Steve Hemmingsen, the former anchor of KELO-Land News in Sioux Falls, has some thoughts on the role of bloggers in the SD Senate race.
I don't know how you prove this or if it can be proven at all given the ethereal nature of this whole cyberspace thing, but I suspect that these bloggers are the ultramodern form of talk radio. I also suspect they had a lot of clout in this last election from Bush to Thune.
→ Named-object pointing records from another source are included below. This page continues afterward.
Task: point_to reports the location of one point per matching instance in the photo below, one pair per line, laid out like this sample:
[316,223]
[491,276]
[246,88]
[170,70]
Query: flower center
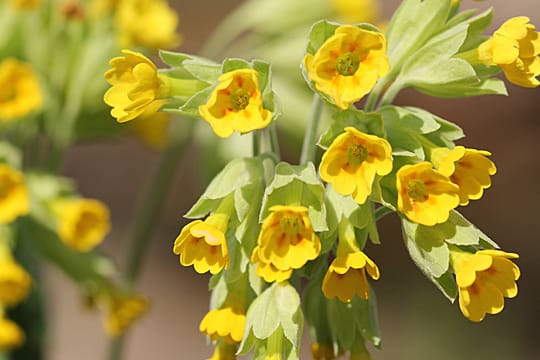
[416,190]
[347,64]
[239,99]
[357,153]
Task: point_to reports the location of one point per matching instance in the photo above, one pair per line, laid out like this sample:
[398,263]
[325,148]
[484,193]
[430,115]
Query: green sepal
[297,185]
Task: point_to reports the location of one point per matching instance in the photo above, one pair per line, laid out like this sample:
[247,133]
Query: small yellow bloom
[225,323]
[484,279]
[20,93]
[147,23]
[425,196]
[514,47]
[14,282]
[352,161]
[287,239]
[82,223]
[469,169]
[14,198]
[11,335]
[236,104]
[348,64]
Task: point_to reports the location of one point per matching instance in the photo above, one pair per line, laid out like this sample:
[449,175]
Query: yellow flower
[514,47]
[352,161]
[484,279]
[147,23]
[425,196]
[236,104]
[14,282]
[287,239]
[225,323]
[469,169]
[11,335]
[14,198]
[20,93]
[348,64]
[82,223]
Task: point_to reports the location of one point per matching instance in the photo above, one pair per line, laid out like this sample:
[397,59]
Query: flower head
[14,198]
[236,104]
[347,66]
[225,323]
[352,161]
[514,47]
[425,196]
[20,93]
[484,279]
[469,169]
[82,223]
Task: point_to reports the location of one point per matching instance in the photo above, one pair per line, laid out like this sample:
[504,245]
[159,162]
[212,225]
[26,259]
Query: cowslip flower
[82,223]
[469,169]
[20,93]
[147,23]
[484,279]
[348,64]
[352,161]
[425,196]
[287,239]
[514,47]
[14,198]
[236,104]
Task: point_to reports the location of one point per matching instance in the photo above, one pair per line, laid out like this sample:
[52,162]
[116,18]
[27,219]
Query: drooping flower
[425,196]
[514,47]
[469,169]
[352,161]
[287,239]
[14,198]
[147,23]
[82,223]
[348,64]
[20,93]
[236,104]
[484,279]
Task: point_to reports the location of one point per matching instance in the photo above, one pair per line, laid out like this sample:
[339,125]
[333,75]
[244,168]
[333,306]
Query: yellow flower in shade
[287,239]
[425,196]
[14,282]
[236,104]
[11,335]
[14,198]
[484,279]
[82,223]
[514,47]
[348,64]
[20,93]
[469,169]
[147,23]
[352,161]
[225,323]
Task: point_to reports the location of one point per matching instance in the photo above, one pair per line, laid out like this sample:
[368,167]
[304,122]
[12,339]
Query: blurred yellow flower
[484,279]
[147,23]
[469,169]
[11,335]
[14,198]
[514,47]
[352,161]
[225,323]
[82,223]
[348,64]
[425,196]
[236,104]
[20,93]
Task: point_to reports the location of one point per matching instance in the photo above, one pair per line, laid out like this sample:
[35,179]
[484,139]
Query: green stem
[308,147]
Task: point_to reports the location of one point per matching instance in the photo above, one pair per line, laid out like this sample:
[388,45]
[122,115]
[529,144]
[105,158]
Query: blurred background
[417,322]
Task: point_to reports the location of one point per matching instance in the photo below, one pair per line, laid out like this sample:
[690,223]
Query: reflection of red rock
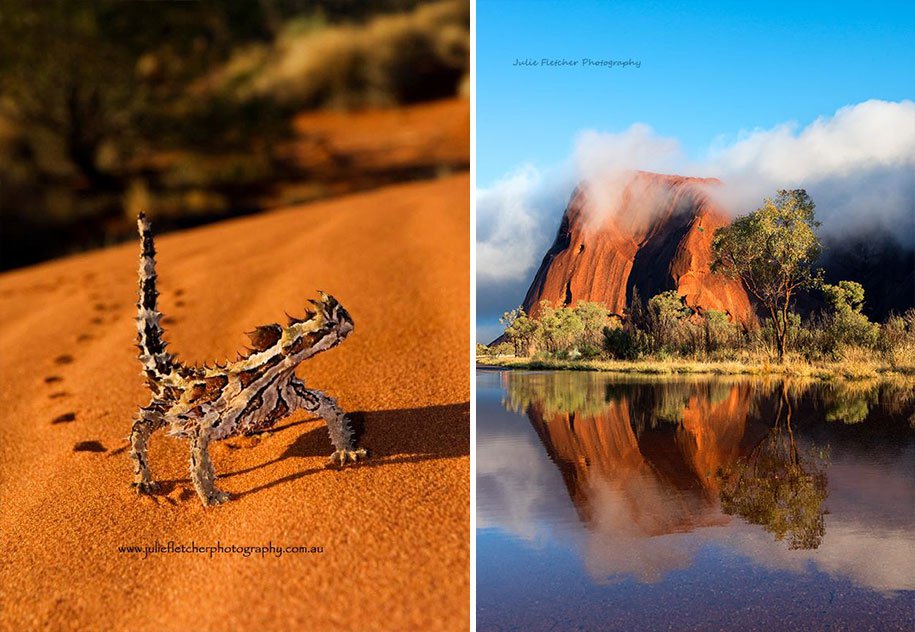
[648,231]
[661,481]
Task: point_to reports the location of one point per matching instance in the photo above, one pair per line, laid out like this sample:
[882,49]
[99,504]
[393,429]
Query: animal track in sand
[89,446]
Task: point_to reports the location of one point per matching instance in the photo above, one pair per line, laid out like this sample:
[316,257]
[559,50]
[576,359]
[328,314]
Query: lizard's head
[322,328]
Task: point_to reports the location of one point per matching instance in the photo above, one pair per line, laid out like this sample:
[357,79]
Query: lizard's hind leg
[202,474]
[338,424]
[148,420]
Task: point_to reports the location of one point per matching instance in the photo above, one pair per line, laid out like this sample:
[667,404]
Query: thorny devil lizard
[204,404]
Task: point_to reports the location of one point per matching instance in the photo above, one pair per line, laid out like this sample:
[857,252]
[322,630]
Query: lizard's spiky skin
[204,404]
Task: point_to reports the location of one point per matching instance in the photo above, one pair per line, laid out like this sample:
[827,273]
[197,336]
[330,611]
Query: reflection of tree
[778,489]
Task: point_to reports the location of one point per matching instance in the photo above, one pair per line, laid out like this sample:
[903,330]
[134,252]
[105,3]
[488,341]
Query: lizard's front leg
[202,474]
[147,421]
[338,424]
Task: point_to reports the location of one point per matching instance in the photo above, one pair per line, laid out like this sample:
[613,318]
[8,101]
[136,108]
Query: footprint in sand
[89,446]
[64,419]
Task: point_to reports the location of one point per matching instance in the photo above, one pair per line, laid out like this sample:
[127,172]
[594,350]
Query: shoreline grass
[821,371]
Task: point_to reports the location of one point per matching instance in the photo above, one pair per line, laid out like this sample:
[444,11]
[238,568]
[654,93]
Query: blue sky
[710,74]
[708,70]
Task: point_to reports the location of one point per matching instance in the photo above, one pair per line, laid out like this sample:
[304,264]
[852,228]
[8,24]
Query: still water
[615,503]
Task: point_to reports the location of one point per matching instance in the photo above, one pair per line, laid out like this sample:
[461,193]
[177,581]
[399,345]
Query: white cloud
[858,165]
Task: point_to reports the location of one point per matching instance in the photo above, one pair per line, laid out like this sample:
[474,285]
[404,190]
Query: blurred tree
[776,488]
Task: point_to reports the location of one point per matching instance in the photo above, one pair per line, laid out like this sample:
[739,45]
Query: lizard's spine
[156,361]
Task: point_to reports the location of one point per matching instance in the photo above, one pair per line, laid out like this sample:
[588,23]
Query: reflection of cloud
[641,513]
[620,540]
[877,558]
[510,484]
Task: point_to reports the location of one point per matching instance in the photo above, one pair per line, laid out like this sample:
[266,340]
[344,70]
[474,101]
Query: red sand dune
[395,530]
[654,233]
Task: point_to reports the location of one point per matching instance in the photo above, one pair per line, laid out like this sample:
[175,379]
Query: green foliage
[520,330]
[186,108]
[772,251]
[847,325]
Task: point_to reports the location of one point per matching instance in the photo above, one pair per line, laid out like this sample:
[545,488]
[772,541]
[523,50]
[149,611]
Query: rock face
[646,231]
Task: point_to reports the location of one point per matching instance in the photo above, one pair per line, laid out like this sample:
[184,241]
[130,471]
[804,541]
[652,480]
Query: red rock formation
[647,231]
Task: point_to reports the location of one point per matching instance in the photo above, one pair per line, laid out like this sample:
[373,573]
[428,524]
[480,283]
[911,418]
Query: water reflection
[784,473]
[776,487]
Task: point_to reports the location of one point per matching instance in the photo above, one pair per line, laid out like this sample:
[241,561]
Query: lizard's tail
[157,363]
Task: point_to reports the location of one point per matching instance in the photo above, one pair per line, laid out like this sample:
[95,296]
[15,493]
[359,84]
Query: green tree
[667,311]
[521,330]
[847,324]
[772,251]
[594,317]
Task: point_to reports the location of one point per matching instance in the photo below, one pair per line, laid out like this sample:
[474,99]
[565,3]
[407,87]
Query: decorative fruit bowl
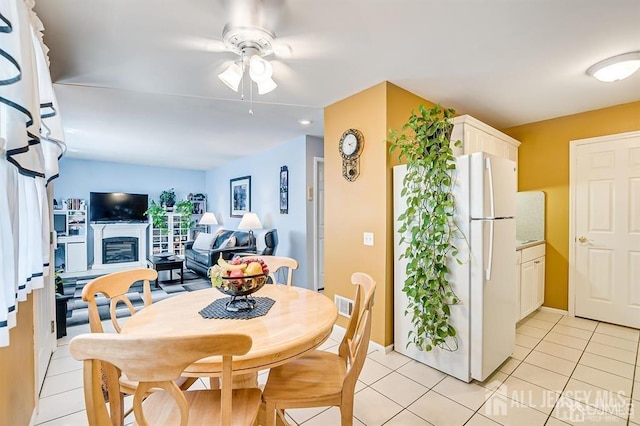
[242,286]
[239,279]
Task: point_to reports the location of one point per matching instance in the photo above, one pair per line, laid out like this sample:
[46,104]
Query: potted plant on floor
[168,199]
[158,216]
[424,144]
[185,208]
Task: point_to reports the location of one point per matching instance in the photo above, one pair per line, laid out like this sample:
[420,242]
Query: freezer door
[493,294]
[493,186]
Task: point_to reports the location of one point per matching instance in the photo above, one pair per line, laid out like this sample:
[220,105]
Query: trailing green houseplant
[185,209]
[157,213]
[427,225]
[168,198]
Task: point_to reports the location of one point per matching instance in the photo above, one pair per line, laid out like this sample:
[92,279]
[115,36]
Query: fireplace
[119,250]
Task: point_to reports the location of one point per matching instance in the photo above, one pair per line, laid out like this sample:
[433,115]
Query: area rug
[77,313]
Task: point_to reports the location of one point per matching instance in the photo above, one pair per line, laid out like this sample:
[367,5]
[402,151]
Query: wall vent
[345,306]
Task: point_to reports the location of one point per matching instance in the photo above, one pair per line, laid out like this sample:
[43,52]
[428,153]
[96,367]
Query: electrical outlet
[344,305]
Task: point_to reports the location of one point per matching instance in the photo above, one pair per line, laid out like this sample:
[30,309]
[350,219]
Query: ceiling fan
[248,35]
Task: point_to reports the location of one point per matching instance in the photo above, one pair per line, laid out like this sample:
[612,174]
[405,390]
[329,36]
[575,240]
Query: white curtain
[31,143]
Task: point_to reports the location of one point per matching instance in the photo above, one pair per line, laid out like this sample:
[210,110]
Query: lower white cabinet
[532,267]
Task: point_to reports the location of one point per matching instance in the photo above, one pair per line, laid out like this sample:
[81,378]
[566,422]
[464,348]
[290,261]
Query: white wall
[264,169]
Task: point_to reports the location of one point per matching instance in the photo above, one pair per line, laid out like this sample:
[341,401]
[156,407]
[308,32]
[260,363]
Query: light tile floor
[563,370]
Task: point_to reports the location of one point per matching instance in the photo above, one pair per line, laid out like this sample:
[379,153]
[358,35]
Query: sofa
[204,251]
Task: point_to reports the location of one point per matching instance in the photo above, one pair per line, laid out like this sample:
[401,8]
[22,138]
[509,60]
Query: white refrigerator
[485,283]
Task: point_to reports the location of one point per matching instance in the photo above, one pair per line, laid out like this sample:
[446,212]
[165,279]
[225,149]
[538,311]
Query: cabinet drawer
[533,252]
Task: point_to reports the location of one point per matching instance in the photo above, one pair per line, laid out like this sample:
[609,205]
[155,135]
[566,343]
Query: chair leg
[187,383]
[270,414]
[346,414]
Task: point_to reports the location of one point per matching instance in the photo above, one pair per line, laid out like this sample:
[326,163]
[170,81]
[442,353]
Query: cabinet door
[528,292]
[539,267]
[517,267]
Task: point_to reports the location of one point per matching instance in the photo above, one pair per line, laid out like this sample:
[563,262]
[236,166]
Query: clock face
[349,144]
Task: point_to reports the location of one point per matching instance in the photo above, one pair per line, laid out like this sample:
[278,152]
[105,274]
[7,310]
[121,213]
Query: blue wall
[80,177]
[264,169]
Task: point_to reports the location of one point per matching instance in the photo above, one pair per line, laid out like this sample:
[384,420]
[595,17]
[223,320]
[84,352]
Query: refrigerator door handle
[490,260]
[492,200]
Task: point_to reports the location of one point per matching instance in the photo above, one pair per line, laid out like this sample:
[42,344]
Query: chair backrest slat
[115,286]
[354,345]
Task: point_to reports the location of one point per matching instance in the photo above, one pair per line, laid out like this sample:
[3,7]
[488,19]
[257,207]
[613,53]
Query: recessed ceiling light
[616,68]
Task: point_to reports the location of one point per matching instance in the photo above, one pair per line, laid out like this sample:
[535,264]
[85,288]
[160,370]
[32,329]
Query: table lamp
[208,219]
[250,221]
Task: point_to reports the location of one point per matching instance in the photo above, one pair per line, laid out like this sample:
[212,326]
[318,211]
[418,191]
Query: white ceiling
[137,82]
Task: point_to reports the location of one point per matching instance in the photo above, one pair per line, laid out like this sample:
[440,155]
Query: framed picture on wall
[284,190]
[240,196]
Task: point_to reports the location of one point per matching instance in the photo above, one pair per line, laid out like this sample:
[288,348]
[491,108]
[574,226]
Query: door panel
[607,229]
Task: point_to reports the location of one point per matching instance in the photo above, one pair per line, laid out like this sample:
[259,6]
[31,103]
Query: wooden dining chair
[155,362]
[274,263]
[115,287]
[323,378]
I suspect so too. See what the biggest blogger in the country, Professor Reynolds, had to say about the role of the SD bloggers in the last race (and see his link to the Grand Forks Herald). Another national publication is working on another story along these lines. When it comes to commentary on what happened during the last election, blogs are the 800-lb gorilla sitting in the room. Few locals, with the exception of the rather fearless Hemmingsen, want to speak of them. Hemmingsen has some questions about accountability, which is fine. I hope it will generate commentary on the quality and balance of all South Dakota media. It wasn't the Dakota Blog Alliance, after all, which simply made up certain items and then refused to admit that the items were made up, which the editor of the Argus did. There seems to be two responses to the blogging phenom. Some, like Hemmingsen and the Rapid City Journal reporters who write on Mt. Blogmore, have embraced blogging and find it interesting and clever and imaginative and a breath of fresh air. Others, however, have fought a pitched battle against the idea of blogs. Note the editor of the Argus Leader, who thinks blogger commentary is "crap" driven by a "violent" internet "cabal" of "yahoos" and "jokers," who are full of "hatred" and "vitriol" and lack "guts" because they hide "behind their computer screens" and won't face him "man to man." Some people welcome new thoughts, technology, information, back-and-forth, and the marketplace of ideas. And other people are fighting a losing battle so they can hold onto their power to control the public debate and decide what "news" the citizens should consume and what "news" citizens should be protected from. We can all be thankful, for example, that the news barons at the Argus Leader protected us from these 66 stories which were critical of Tom Daschle that ran in other prominent publications around the country. Thank the Lord the Argus protected us from the brutal truth.
It's a Brave New World. Remember what Peggy Noonan said about this election year:
Who was the biggest loser of the 2004 election? It is easy to say Mr. Kerry: he was a poor candidate with a poor campaign. But I do think the biggest loser was the mainstream media, the famous MSM, the initials that became popular in this election cycle. Every time the big networks and big broadsheet national newspapers tried to pull off a bit of pro-liberal mischief--CBS and the fabricated Bush National Guard documents, the New York Times and bombgate, CBS's "60 Minutes" attempting to coordinate the breaking of bombgate on the Sunday before the election--the yeomen of the blogosphere and AM radio and the Internet took them down. It was to me a great historical development in the history of politics in America. It was Agincourt. It was the yeomen of King Harry taking down the French aristocracy with new technology and rough guts. God bless the pajama-clad yeomen of America. Some day, when America is hit again, and lines go down, and media are hard to get, these bloggers and site runners and independent Internetters of all sorts will find a way to file, and get their word out, and it will be part of the saving of our country.